The BIG MUST DO in Arches National Park is hiking to the Delicate Arch. It’s the most famous arch in the park (also on the Utah license plate) and it’s so iconic. 

It’s a pretty strenuous 3 mile hike and the absolute best time to do it is near sunset. So you’ll want to pace yourself so that you’ve done everything else in the park besides Delicate Arch about an hour and half before sunset. 

The 36 mile road through Arches National Park is VERY SCENIC. You can see sooooo much just from the car. 

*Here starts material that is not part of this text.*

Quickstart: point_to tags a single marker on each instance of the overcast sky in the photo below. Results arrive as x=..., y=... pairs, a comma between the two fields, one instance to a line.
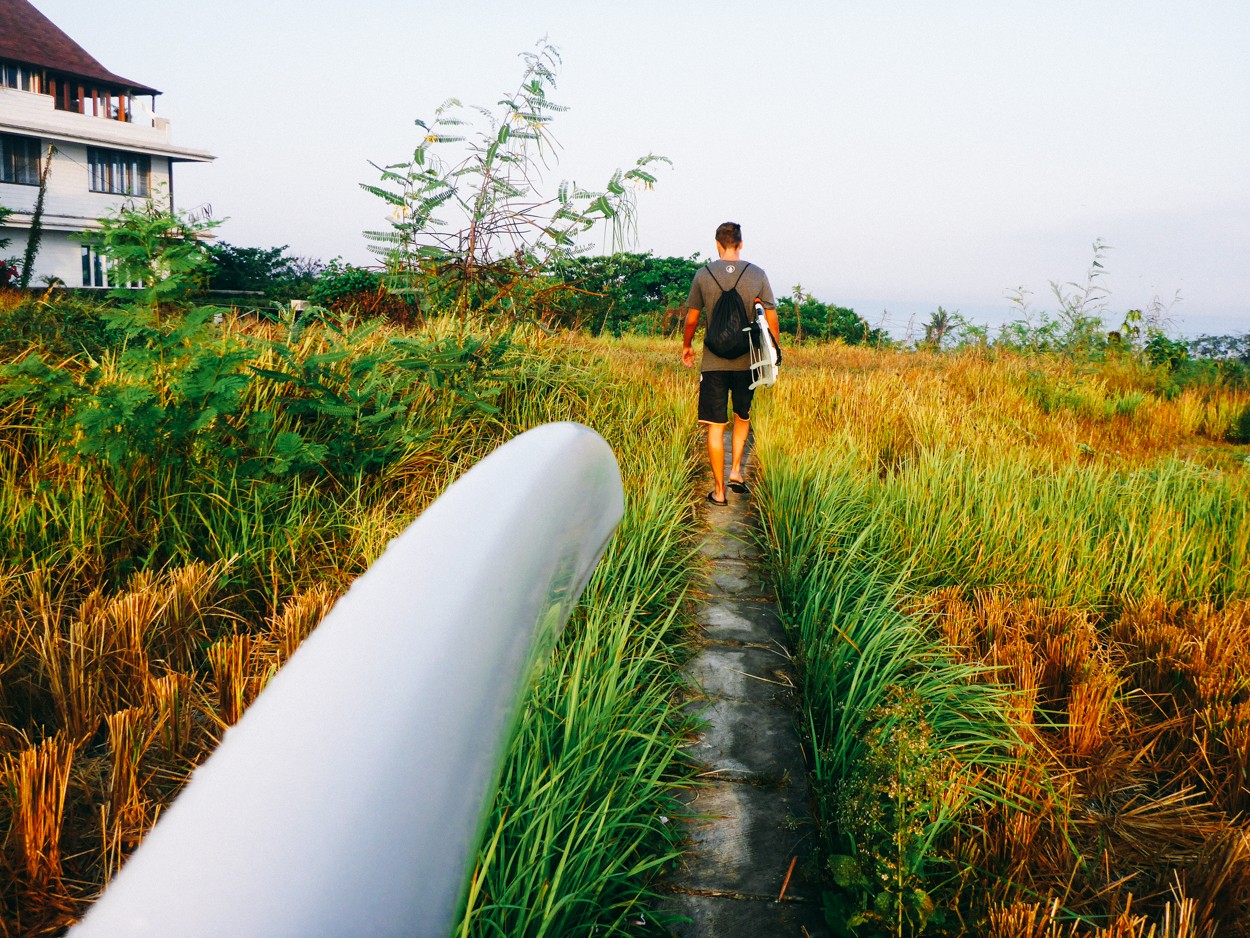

Besides Delicate Arch, there are three big spots you’re going to want to stop at:

The Windows

There’s a large parking lot here and probably the best concentration of arches in the park. The North Window is such a great spot for a photo plus the famous Double Arch is in the area. 

There’s a 0.6 mile trail that takes you closer to the different arches, but it’s more like a heavily trafficked walking path from the parking lot. 

Devils Garden for Landscape Arch

This 7.8 mile loop hike takes you past at least 8 different arches. But you at least need to do the first 0.9 miles to Landscape Arch and back. This super thin arch is probably the most famous arch in the park besides Delicate Arch. 

And it has a cool history too. The arch as you see it was formed as recently as the 90s when a lot of rock fell away and revealed what’s left. You can read about it on a plaque at the bottom. 

Sand Dune Arch

The arch here isn’t as impressive as some, but I really loved this short hike back through what almost feels like a slot canyon. 

Delicate Arch

So, you want to time your hike up to see the Delicate Arch about 1.5 hours or so before sunset. 

When you turn off on the road to Delicate Arch, there’s a parking lot for the trailhead, and you can also drive a bit further and park at a viewpoint for the arch.

If you’re not able to hike to the arch, you’ll definitely want to go to the viewpoint, but don’t skip this hike if you’re at all able. 

From the viewpoint parking lot, you can see the arch but it’s about a mile away. You can climb up a bit higher and walk out along some rocks to get a better view, but it’s still pretty far. 

From the trailhead, it took about 40 minutes to climb up to Delicate Arch and it’s a pretty steep hike. 

The first and last part of the trail are an actual trail, but the middle part (the steep part), you’re climbing up a super steep and smooth rock face. 

From the bottom it looks insane, but once you’re on it, it’s pretty doable, but definitely steep. 

There is a short stretch when you get close to the arch that has a big drop off, but it’s 5-6 feet wide. I have a pretty moderate fear of heights, but it didn’t bother me at all. 

The arch really is incredible. As the sun sets, it casts a really pretty glow on the rocks and it’s definitely worth coming at this time of day to see. 

We spent about 30 minutes or so at the arch (people kind of sit around the little amphitheater and just hang out) and then we started back down the trail about 10-15 minutes before the official sunset (it had almost dropped behind the rocks at this point). 

We had high powered headlamps, but I really wanted to avoid having to do the super steep ascent in the dark. We ended up making it down to the parking lot just as it was getting dark. 

And that’s how I would do Canyonlands AND Arches National Park in ONE DAY!